In many contexts, a norm or rule of law is described as “mandatory” if it cannot be derogated from by private parties in their exercise of party autonomy. A mandatory rule, in other words, is one that the parties cannot, as the saying goes, “contract around.” Presumably a powerful public interest (including the need to protect weaker parties) justifies barring parties from ordering their affairs in a fashion contrary to the mandatory norm.
In other circumstances, a norm is considered mandatory in the sense that a court must apply that norm, even if the court, under the usual operation of its conflict of law rules, would ordinarily apply some other body of law (often referred to casually as “the otherwise applicable law”). The notion that a legal principle is so important as to displace the otherwise applicable law is often captured by the terms – such as the term loi de police in French – used to denote rules that are mandatory in this sense.

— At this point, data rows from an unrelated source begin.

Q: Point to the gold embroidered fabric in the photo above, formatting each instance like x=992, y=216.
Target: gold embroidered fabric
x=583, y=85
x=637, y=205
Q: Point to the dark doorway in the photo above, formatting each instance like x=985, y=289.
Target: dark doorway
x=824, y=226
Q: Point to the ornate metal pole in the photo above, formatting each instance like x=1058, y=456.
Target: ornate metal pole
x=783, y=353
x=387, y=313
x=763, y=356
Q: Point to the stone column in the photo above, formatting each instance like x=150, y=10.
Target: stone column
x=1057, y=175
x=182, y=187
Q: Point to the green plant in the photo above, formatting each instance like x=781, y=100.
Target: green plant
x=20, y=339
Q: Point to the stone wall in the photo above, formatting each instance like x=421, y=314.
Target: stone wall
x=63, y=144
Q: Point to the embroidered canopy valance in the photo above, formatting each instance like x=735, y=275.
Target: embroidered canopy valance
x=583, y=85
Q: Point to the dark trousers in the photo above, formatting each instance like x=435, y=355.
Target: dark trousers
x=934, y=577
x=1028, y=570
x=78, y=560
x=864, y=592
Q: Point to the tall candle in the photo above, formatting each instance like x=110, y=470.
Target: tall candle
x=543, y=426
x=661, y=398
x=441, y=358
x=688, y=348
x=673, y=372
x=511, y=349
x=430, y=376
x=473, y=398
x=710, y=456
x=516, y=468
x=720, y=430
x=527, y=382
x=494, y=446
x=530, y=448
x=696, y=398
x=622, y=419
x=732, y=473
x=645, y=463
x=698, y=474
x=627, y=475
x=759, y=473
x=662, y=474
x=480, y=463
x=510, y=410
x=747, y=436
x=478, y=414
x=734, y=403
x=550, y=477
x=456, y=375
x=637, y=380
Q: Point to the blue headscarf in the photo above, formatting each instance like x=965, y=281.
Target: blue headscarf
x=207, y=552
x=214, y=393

The close connection between these two usages of the term “mandatory” is easily understood. In international arbitration, as in private international law generally, the parties may by contract have designated a choice of law to govern disputes arising out of or related to that contract. The inclusion of a choice of law clause in a contract is very much an exercise of party autonomy. Since under virtually all jurisdictions’ conflict of law rules, courts are presumptively bound to respect an expression of party autonomy in the form of a choice of law clause, the law chosen by the parties is indeed “the otherwise applicable law.”